Le lendemain 6 de Mars, le sieur de Beaumanoir reçut une assignation à la requête des Curé & Marguilliers, »à l'effet de comparoître dans trois jours à la Chambre Civile, pour voir dire que faute par lui d'avoir satisfait à la requisition & invitation qui lui avoit été faite par les Marguilliers le 13 Février précédent, & d'avoir en conséquence rendu le pain à benir dans l'église de S. Roch le 5 du mois de Mars, & encore sur le refus par lui fait lors de la présentation de la brioche le 22 Février (ce qui est non-seulement contraire aux loix & usages, mais encore qui marque un manque de respect, & un mépris pour l'Eglise, d'autant plus constaté, que les sieurs de Saint-Amaranthe, Fermier-Général, & Dubocage, ancien Receveur-Général des Finances, ont satisfait à ladite invitation chacun pour leur tiers, & en conséquence ont fait rendre leur pain beni ledit jour fête titulaire de la Paroisse de S. Roch), il sera condamné à rendre & remettre auxdits sieurs Curé & Marguilliers la somme de 72 liv. qu'ils ont été obligés de payer, tant pour pain beni, cire, offrande, Porteurs, Bedeaux & Suisses, pour satisfaire à ce dont il étoit tenu conformément aux autres; qu'il lui sera fait défenses & à tous autres qu'il appartiendra, de plus à l'avenir faire aucune difficulté de rendre le pain à benir lorsqu'il y sera invité & requis; en conséquence tenu à la premiere invitation d'y satisfaire, sinon permis auxdits sieurs Curé & Marguilliers de le faire rendre aux frais & dépens des refusans de contestans; en conséquence remboursés du coût d'icelui sur leurs simples quittances, & les refusans condamnés aux dépens«.
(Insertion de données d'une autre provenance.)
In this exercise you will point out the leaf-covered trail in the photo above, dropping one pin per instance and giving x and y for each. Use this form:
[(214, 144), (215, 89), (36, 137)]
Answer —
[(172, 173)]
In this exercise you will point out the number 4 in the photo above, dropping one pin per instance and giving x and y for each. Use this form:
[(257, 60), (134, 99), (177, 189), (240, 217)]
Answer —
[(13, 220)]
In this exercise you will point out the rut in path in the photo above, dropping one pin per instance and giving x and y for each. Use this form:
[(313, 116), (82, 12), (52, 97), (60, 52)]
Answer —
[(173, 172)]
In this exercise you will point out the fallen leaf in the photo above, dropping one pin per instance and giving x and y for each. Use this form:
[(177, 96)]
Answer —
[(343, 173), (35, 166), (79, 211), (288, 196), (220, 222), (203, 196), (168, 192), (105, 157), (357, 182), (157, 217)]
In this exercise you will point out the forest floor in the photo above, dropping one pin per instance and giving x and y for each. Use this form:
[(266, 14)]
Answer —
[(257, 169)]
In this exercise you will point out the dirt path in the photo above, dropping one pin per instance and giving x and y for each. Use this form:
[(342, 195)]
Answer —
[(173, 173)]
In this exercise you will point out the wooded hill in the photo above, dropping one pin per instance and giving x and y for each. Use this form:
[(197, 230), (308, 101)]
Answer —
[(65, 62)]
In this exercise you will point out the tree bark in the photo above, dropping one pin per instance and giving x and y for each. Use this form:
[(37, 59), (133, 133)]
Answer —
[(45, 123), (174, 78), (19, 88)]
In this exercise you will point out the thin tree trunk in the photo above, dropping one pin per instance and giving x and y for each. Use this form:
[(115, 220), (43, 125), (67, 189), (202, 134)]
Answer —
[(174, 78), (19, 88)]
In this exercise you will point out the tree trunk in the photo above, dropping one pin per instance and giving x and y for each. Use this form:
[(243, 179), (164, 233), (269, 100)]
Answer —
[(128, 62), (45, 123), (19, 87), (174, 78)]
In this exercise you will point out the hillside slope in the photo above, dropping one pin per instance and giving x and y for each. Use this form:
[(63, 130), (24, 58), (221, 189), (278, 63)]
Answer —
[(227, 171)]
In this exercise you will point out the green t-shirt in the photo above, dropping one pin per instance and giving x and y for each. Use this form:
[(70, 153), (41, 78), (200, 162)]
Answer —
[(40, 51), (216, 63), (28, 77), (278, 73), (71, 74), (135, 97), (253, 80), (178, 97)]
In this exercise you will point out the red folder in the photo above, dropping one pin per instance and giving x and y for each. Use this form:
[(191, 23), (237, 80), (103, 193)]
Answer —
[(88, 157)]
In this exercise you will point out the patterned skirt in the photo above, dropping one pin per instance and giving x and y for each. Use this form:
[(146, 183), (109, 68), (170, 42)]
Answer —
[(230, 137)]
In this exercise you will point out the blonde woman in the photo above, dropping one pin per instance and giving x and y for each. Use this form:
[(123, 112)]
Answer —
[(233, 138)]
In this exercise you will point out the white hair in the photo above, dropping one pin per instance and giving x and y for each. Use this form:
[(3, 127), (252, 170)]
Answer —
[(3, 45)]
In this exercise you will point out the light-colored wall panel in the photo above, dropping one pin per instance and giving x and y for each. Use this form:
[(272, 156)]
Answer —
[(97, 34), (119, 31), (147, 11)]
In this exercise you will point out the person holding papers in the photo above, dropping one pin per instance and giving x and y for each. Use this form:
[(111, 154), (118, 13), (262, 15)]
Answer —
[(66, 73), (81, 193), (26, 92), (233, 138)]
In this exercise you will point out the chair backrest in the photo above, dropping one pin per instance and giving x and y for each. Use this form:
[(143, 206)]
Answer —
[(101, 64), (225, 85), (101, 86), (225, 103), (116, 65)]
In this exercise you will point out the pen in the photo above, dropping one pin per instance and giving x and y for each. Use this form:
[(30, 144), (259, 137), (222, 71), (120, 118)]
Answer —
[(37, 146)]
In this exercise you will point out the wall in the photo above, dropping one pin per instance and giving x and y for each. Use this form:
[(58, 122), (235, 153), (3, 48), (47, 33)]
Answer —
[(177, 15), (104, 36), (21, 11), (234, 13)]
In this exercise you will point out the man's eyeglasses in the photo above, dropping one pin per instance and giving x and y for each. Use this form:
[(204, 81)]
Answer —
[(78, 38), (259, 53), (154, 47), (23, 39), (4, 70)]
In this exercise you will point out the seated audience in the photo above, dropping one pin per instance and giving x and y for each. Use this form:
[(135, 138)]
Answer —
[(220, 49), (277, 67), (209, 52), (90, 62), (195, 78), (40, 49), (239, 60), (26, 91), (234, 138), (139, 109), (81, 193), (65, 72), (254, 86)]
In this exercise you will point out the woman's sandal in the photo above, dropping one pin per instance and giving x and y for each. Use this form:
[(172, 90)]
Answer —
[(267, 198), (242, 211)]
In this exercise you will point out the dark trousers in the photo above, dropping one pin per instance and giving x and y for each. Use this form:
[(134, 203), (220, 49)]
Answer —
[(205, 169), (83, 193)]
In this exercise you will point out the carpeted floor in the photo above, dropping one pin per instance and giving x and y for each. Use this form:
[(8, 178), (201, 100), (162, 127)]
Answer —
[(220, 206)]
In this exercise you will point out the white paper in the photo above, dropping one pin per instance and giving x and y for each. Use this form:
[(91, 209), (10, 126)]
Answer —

Ces conclusions étoient plus que suffisantes vis-à-vis quelqu'un qui n'avoit jamais refusé le pain beni dans une forme décente; cependant par un effort de génie, l'on ajoute, & pour, par ledit sieur de Beaumanoir avoir refusé de satisfaire auxdites requisitions & invitations, & suivant icelles, d'avoir rendu le pain à benir ledit jour 5 du présent mois, ainsi qu'il y a été invité, qu'il sera condamné en 1000 livres d'amende, applicable aux pauvres de la Paroisse de S. Roch, & en tels dommages & intérêts qu'il plaira à la Cour de fixer; & en outre que la Sentence qui interviendra sera imprimée, lue, publiée & affichée par tout où besoin sera, le tout aux frais & dépens du sieur de Beaumanoir, qui sera en tout événement condamné en tous les dépens de l'instance.